Leila está en paz. No sabe que se ha quedado huérfana con once meses. Sé que su padre le sostendrá los bracitos para dar sus primeros pasos, porque todos nos hemos quedado desorientados. Karmele, su madre, Miriam, su hermana…Desolador.

Mi nieta Carola es casi igual que Leila. Ninguna de las dos ha cumplido un año.

 

*La primera Navidad de Carola

La sangre sevillana de Ángela y la vasca de mi hijo Dani han hecho a Carola preciosa. En estos meses pasados, mientras la esperábamos, creía que, con ese nombre saleroso, el bebé iba a nacer con un par de claveles rojos plantados en la cabeza. Pues verá, claveles reventones no tuvo, pero si unos ojos azules preciosos. La primera Navidad de Carola la celebramos en casa. Puse globos colgados por los cuadros, velitas y muchos dorados y plateados para que le sorprendieran a mi niña. Nuestra idea fue celebrar una Nochebuena temprano. La cita, a las siete. Llamada al portal, abro y enciendo todas las lucecitas para que el efecto sea brillante. Quince velitas pequeñas en la mesa. Pero -pues sí, también hay peros en Navidad y ajenos a los bichitos, o quizás fueron los bichitos-, el ascensor se paró entre el cuarto y el quinto piso con la niña dentro, el coche y mis hijos con plumíferos, paraguas, botella fría de champan, pañales, y demás zarandajas. Golpes y mas golpes y una abuela histérica, yo, que subía y bajaba por las escaleras sin saber a dónde ir. El portero no contestaba, el ascensorista era de Zaragoza… Pido que vengan los bomberos, salen todos los vecinos de la casa. Mi anonimato desaparece en un mar de lágrimas ridículo pidiendo ayuda. Una hora eterna, un hacha para abrir la puerta de los fusibles… ¡Qué quieren que les diga! Mi hijo, relajando a su mujer y a la niña y yo tirada en la cama llorando -siempre tengo que dar la nota- imaginándome, en toda mi desesperación, la película de “La cabina” con José Luis López Vázquez sin poder salir.

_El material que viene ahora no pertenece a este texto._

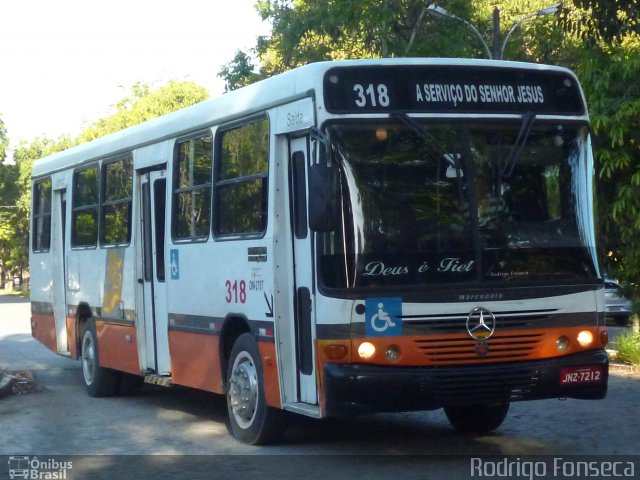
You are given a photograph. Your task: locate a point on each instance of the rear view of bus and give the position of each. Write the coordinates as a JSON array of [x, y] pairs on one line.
[[463, 236]]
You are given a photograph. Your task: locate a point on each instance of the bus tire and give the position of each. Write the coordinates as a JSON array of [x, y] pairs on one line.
[[481, 418], [99, 381], [251, 420]]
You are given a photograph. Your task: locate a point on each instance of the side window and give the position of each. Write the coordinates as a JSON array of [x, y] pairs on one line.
[[192, 188], [84, 228], [241, 180], [115, 214], [41, 231]]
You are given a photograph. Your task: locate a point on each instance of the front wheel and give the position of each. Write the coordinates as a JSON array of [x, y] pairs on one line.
[[100, 381], [477, 418], [251, 420]]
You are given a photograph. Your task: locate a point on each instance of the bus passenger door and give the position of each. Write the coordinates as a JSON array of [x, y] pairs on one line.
[[304, 312], [152, 245], [58, 257]]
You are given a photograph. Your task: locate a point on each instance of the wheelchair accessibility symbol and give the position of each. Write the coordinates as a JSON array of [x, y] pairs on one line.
[[383, 316]]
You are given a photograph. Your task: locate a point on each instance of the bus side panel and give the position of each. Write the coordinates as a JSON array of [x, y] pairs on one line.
[[117, 347], [43, 329], [72, 340], [270, 372], [195, 360]]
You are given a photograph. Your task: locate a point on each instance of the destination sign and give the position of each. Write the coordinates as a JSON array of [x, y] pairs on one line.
[[451, 89]]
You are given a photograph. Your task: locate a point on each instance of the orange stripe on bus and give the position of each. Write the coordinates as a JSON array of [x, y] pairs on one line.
[[270, 371], [195, 360], [458, 349], [43, 329], [72, 340], [117, 347]]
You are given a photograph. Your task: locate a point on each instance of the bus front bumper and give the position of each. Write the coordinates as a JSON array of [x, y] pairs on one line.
[[359, 389]]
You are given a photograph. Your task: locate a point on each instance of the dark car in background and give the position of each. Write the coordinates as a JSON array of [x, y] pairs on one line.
[[617, 306]]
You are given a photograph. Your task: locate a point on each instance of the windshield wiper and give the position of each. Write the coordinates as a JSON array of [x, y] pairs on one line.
[[525, 128], [433, 145]]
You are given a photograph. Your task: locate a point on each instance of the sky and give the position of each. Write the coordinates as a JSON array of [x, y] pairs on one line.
[[64, 63]]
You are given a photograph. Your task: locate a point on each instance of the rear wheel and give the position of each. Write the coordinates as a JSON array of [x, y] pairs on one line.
[[251, 420], [99, 381], [477, 418]]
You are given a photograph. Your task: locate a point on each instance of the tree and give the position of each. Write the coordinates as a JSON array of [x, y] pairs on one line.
[[8, 195], [306, 31], [144, 104], [239, 72]]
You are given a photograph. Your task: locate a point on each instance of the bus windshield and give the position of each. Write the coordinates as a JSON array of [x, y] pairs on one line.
[[460, 202]]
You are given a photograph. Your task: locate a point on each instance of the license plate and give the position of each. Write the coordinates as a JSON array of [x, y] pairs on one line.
[[577, 375]]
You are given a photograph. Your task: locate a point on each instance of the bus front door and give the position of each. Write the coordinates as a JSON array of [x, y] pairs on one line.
[[152, 246], [304, 312]]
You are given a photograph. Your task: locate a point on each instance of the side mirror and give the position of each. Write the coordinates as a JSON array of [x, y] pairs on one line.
[[323, 197]]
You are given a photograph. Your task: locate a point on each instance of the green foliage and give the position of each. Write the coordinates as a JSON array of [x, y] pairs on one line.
[[239, 72], [143, 105], [629, 347], [604, 21]]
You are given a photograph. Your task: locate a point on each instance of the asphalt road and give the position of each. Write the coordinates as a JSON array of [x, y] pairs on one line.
[[162, 425]]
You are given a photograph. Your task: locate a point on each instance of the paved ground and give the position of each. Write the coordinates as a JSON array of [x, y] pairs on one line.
[[62, 420]]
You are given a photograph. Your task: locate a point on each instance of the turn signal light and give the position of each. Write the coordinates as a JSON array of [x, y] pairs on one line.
[[366, 350], [585, 338], [562, 344]]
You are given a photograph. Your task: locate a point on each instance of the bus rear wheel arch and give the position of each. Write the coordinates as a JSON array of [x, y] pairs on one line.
[[251, 420], [99, 381]]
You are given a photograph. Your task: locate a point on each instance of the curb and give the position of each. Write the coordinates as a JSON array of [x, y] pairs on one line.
[[6, 384]]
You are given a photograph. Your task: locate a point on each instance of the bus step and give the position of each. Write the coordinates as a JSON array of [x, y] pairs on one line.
[[162, 380]]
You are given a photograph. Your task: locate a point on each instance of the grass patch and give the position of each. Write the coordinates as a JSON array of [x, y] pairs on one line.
[[629, 348]]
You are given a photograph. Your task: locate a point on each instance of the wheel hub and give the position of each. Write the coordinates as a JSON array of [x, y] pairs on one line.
[[243, 391]]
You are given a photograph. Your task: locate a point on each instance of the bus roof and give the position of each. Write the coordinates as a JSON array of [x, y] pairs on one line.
[[296, 83]]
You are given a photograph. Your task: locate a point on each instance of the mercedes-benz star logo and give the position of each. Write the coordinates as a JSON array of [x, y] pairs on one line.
[[481, 324]]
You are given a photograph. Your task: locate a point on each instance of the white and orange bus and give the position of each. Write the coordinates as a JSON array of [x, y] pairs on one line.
[[347, 237]]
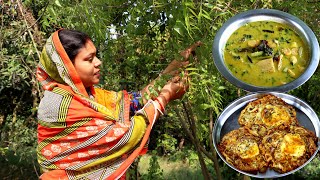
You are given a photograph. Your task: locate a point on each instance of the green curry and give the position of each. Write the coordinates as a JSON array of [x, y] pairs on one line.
[[266, 53]]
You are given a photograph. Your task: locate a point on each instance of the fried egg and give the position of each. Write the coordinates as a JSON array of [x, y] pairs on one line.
[[241, 149], [287, 149], [269, 112]]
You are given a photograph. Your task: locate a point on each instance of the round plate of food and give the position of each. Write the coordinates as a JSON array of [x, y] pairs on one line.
[[267, 134], [266, 50]]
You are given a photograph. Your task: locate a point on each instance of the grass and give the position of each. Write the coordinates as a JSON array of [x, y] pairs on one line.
[[179, 169]]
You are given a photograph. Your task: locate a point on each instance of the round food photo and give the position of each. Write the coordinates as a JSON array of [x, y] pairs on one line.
[[267, 135], [266, 50]]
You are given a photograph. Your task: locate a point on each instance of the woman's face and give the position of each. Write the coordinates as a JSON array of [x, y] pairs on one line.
[[87, 64]]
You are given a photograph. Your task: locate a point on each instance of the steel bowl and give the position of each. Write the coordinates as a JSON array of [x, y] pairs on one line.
[[241, 19], [228, 121]]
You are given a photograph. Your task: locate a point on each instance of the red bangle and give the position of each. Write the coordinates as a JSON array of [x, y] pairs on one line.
[[161, 106]]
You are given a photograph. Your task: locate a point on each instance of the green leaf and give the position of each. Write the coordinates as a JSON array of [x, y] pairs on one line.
[[57, 3]]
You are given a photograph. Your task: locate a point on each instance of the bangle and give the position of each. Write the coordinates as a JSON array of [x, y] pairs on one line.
[[161, 106]]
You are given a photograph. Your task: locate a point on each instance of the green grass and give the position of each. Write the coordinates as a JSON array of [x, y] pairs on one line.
[[179, 169]]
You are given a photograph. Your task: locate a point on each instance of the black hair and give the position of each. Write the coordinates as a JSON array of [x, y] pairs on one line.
[[72, 41]]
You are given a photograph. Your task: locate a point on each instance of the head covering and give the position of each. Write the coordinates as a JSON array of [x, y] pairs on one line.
[[78, 135]]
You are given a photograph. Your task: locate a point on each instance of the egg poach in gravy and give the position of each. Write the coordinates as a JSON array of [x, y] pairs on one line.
[[266, 53]]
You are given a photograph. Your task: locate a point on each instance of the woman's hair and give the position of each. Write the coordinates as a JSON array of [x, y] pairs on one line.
[[72, 41]]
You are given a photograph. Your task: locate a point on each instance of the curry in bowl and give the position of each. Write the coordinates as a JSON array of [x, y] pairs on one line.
[[266, 53]]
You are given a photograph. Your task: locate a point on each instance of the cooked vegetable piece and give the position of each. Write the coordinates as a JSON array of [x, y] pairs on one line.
[[266, 65]]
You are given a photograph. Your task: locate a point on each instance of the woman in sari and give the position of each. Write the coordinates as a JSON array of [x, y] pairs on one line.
[[86, 132]]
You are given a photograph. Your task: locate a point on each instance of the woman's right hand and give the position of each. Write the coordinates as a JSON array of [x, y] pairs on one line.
[[173, 90]]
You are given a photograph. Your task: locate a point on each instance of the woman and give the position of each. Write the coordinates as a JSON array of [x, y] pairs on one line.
[[86, 132]]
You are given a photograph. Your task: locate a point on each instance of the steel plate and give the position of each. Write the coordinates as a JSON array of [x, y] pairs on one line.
[[228, 121], [239, 20]]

Mi hijo Gabriel y su mujer Iciar, que habían venido a traernos unas ‘gildas’, se encontraron con la danza de la escalera. Los invitados de los pisos, amontonados sin poder utilizar el ascensor (todos cargados, por supuesto). Cuando Dani oyó la voz de su hermano Gabriel, como en una anunciación gozosa, sintió que ese ángel le iba a sacar del embrollo. Y le sacó.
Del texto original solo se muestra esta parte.